Customer DBA indicates that the following queries seem to contribute to locking when using call time metrics: INSERT INTO RHQ_CALLTIME_DATA_KEY(id, schedule_id, call_destination) SELECT RHQ_calltime_data_key_id_seq.nextval, :1, :2 FROM RHQ_numbers WHERE i = 42 AND NOT EXISTS (SELECT * FROM RHQ_CALLTIME_DATA_KEY WHERE schedule_id = :3 AND call_destination = :4) DELETE FROM RHQ_CALLTIME_DATA_VALUE WHERE key_id = (SELECT id FROM RHQ_CALLTIME_DATA_KEY WHERE schedule_id = :1 AND call_destination = :2) AND begin_time = :3 I did some digging into the call time subsystem. Wrote up my thoughts here -- http://www.rhq-project.org/display/RHQ/Improving+CallTimeData+Insertion+Logic I suggest we implement 1 & 2, and then consider whether it's worth the time to try and include any of the others in the next release.

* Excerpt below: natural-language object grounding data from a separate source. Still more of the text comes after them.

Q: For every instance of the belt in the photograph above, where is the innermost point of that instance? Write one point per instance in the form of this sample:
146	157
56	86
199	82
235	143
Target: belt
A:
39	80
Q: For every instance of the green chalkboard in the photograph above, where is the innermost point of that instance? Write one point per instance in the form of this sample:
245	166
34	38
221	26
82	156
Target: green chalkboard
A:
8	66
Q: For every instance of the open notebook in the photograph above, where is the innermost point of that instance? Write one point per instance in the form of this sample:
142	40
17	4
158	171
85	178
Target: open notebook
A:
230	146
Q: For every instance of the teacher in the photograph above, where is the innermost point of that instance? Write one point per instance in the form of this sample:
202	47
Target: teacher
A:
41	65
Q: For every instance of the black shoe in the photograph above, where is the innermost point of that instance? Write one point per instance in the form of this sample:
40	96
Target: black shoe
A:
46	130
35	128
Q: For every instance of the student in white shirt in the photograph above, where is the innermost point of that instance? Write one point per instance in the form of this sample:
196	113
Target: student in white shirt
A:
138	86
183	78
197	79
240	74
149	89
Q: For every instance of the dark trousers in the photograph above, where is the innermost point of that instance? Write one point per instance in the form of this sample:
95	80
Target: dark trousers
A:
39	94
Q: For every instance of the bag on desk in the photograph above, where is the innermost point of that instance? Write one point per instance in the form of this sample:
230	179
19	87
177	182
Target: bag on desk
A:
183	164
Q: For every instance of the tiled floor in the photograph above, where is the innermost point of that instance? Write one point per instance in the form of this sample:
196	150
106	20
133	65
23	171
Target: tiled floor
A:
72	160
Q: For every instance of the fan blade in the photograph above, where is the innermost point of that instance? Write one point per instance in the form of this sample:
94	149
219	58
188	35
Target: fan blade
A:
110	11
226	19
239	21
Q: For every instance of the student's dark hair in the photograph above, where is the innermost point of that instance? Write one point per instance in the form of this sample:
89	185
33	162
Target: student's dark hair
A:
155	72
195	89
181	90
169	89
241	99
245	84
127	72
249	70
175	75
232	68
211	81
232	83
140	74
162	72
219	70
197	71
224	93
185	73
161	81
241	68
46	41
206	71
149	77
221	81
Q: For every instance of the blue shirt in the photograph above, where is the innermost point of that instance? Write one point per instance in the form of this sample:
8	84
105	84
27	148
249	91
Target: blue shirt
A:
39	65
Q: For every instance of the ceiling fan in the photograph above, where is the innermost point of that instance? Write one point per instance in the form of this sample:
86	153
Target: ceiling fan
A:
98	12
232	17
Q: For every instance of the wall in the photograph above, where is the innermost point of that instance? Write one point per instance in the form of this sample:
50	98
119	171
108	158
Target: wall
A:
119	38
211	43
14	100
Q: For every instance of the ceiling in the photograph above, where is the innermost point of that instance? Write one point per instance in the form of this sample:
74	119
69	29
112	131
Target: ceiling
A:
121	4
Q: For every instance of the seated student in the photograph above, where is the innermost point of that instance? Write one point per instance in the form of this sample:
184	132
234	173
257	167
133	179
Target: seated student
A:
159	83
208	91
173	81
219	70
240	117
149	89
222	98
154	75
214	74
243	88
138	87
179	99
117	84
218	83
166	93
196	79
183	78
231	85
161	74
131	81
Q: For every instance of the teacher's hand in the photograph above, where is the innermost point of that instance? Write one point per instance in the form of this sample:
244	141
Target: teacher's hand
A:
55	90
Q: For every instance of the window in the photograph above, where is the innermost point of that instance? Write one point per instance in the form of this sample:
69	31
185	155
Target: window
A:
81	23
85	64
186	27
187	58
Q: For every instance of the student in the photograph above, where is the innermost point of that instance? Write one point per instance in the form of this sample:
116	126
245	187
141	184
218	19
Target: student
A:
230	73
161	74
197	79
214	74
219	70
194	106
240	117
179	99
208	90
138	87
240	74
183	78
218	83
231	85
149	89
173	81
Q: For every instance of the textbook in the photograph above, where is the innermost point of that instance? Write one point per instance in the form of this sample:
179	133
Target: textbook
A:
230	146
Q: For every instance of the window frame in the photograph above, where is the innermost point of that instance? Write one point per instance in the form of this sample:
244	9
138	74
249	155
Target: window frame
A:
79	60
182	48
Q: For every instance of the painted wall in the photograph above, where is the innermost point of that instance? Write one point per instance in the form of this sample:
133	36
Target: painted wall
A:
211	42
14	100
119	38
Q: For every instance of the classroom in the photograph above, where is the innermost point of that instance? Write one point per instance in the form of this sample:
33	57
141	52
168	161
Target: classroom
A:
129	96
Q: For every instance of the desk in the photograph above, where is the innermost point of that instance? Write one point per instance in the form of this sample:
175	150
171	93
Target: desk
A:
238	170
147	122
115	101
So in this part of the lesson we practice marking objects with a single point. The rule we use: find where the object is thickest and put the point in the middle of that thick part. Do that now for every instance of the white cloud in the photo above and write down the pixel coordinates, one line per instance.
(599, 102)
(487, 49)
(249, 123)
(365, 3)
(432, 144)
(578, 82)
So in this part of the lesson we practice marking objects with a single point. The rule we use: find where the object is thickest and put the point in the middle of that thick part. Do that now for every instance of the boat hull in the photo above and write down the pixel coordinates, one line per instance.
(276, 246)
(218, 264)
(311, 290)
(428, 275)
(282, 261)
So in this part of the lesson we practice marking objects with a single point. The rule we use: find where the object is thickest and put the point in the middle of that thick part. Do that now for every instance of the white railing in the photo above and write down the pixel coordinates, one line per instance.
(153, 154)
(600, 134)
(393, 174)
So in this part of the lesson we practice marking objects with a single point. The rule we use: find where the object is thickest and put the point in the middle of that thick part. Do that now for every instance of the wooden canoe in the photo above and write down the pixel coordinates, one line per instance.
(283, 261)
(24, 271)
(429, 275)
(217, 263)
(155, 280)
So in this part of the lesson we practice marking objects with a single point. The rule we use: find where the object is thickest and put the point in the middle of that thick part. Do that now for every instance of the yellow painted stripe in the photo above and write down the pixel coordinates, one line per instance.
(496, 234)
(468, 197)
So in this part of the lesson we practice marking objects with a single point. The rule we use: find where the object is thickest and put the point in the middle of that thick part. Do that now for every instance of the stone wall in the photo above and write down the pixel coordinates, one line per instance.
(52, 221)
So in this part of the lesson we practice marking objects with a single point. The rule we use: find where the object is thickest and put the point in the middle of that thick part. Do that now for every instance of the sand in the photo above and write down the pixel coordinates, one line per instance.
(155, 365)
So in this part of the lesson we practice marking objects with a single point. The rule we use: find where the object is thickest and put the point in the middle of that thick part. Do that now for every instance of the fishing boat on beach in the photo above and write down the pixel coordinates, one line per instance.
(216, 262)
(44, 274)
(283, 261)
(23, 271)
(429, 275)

I think testing and fixing other performance areas are a priority for JON2.4
commit 7f912881eb1ed141a5519e62fd13522eb97a42d1 Author: Joseph Marques <joseph> Date: Sat Jun 19 09:42:55 2010 -0400 BZ-570360: improve call-time data reporting performance by adjusting transactional boundaries ----- This maps to "Part 1 - Transactional Boundaries" in the wiki link.
commit a6a707cab05a9ee8cebf49e87b381b507c343285 Author: Joseph Marques <joseph> Date: Mon Jun 21 07:32:12 2010 -0400 BZ-570360: eliminate routine that purges duplicate call-time data values Is this really needed? Under what circumstances are duplicates generated? Are we presuming this is a misbehaving plugin, or a problem at the comm-layer where the same piece of data is delivered twice? I'm tentatively removing this because it is a big hit to call-time data reporting performance. If, however, evidence is presented that implores us to bring this functionality back, it should be implemented by getting rid of the duplicate data points that share the same key_id and begin_time. These records can be found with: SELECT key_id, begin_time, count(id) FROM rhq_calltime_data_value GROUP BY key_id, begin_time HAVING count(id) > 1 This is functionally equivalent to the CALLTIME_VALUE_DELETE_SUPERCEDED_STATEMENT query, but takes advantage of the fact that key_id represents the already-computed pair of schedule_id/destination, thus allowing the duplicate-search to be implemented against a single table. Taking this solution one step further, an appropriate delete statement can be crafted which leverages the above concept but deletes all but one of the duplicates (perhaps leaving the record with the smallest id/pk). This purge routine can either be grouped in with the rest in DataPurgeJob, or it can be implemented as its own quartz job that runs more (or less) frequently, depending on how needs (i.e., how often we anticipate duplicates) ----- This work originally would have mapped to "Part 2 - Refactoring table maintenance", but upon further reflection was better to remove the routine altogether.
Pushing this bug out of dev because we won't be doing any further incremental improvements to the call-time data subsystem. In the future, the schema might be rewritten to yield even greater performance, but a separate BZ can be opened at that time to track that once it gets on the current release plan schedule. FYI, testing for this item is almost a no-op, as no functional changes were made. Transactional boundaries were manipulated, and unnecessary routines were by-passed. I've already verified that there are no regressions to the insertion / reporting routine overall, but QA should feel free to test this if they need greater confidence before release.
QA Closing
Mass-closure of verified bugs against JON.